Prior to the current financial crisis in Dubai, sukuk issuance had started to revive following two difficult years since the August 2007 peak. New issuance for the year to November 2009 exceeded $17.5 billion with 69 separate offerings. Confidence was demonstrated by the announcement on November 19 by General Electric that it was to raise $500 million through a five-year sukuk–the first Western industrial company to raise such financing.
Liquidity. There are many varieties of sukuk, some–such as the short-term sukuk issued by the Government of Bahrain–being a substitute for treasury bills with a three-month maturity. Such sukuk are attractive for Islamic banks to hold, as they cannot hold conventional treasury bills paying interest, and the alternative of holding cash means they receive no return. Bahrain’s regular sukuk bill issuance continued throughout the credit crisis, but the amounts raised are modest–$40 million on average.
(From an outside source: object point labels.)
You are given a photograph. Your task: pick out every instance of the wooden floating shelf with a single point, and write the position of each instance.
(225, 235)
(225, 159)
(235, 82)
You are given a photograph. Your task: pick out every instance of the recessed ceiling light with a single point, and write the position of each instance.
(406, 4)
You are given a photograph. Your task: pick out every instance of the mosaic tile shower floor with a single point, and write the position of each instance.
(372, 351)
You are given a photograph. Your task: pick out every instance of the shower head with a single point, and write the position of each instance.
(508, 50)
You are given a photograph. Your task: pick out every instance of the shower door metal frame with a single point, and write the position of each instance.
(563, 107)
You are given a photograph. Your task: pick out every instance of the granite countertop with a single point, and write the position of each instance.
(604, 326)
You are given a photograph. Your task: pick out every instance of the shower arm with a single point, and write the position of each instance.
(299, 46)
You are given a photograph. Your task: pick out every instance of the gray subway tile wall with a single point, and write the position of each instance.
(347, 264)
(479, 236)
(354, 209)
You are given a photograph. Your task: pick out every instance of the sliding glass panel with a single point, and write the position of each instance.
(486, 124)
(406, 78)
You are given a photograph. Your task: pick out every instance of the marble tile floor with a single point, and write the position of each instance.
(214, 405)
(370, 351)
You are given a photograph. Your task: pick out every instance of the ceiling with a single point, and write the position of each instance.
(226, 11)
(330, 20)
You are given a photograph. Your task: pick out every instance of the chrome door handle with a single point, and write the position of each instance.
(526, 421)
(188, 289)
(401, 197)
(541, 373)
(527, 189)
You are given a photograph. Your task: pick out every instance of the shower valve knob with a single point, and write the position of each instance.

Still profitable. Although Islamic capital market activity was negatively affected by the global financial crisis, the impact on Islamic banks has been limited, largely because most are focused on retail business:
–Dubai Islamic Bank, for example, has reported a decline in third quarter earnings for 2009 of 33% compared to the same quarter of 2008, but this was 8% above market expectations.
–Trade financing through murabaha–in which a bank buys a good on behalf of a buyer, and sells it on to them in installments at a marked-up cost–has remained buoyant, as has personal financing for vehicles and household goods.
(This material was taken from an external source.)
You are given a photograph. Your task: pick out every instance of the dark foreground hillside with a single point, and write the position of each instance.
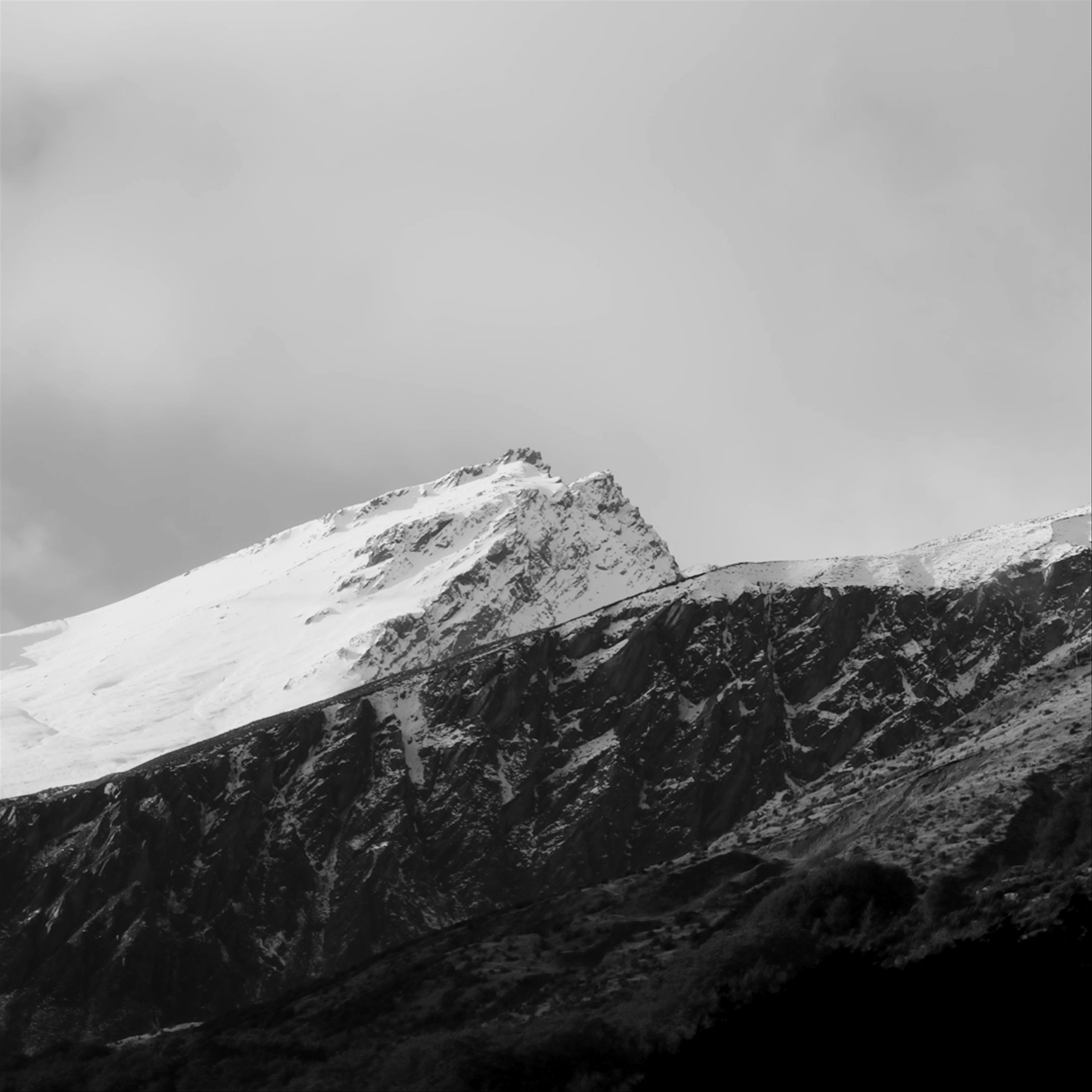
(695, 978)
Real estate has been the most troublesome, with mortgage lending reduced. In many instances, the value of property has fallen below the amount of credit outstanding. This only becomes an issue in the case of defaults and the bank acquiring the property, which has rarely arisen in the case of Dubai Islamic Bank, or indeed Al Rajhi Bank in Saudi Arabia or Kuwait Finance House. As Islamic banks in the GCC had more conservative housing finance policies than their conventional competitors, they have been less affected by the fall in real estate prices.
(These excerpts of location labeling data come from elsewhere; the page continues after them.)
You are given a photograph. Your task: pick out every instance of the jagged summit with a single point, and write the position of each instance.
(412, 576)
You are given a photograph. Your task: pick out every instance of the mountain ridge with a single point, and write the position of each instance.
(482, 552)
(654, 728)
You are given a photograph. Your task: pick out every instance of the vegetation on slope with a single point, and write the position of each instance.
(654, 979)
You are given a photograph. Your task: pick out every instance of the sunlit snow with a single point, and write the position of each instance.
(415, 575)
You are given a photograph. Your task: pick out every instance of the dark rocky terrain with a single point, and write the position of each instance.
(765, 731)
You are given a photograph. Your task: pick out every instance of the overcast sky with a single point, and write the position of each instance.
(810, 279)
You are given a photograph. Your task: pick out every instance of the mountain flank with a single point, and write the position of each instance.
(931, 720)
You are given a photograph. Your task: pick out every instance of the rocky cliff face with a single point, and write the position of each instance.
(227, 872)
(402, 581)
Takaful insurance. One sector which has continued to expand throughout the crisis is takaful insurance based on the principle of mutual risk sharing rather than risk transfer:
–Dubai Islamic Bank has developed Al Islami Takaful products, which it has cross-sold to its clients since May.
–Savings plans are offered with either regular or lump sum contributions made to an endowment fund from which family members can receive compensation in the event of the death of the policyholder.
–If the policyholder lives to the maturity of the policy, they receive a substantial lump sum plus a terminal bonus.
Outlook. Most sukuk issuance is concentrated in Malaysia, which is not likely to be directly affected by the Dubai crisis. Moreover, if the Dubai case is tested in the courts, this could clarify the legal position of sukuk investors with regard to their rights to the underlying assets backing the issuance. Although this may be painful for Dubai World subsidiary Nakheel in the short run, a court ruling in favor of investors would increase confidence in sukuk in the longer term. Overall, the global Islamic finance industry seems well positioned for recovery in the longer term with further sukuk issuance, a widening of products to include takaful and the continuing buoyancy of Islamic retail banking.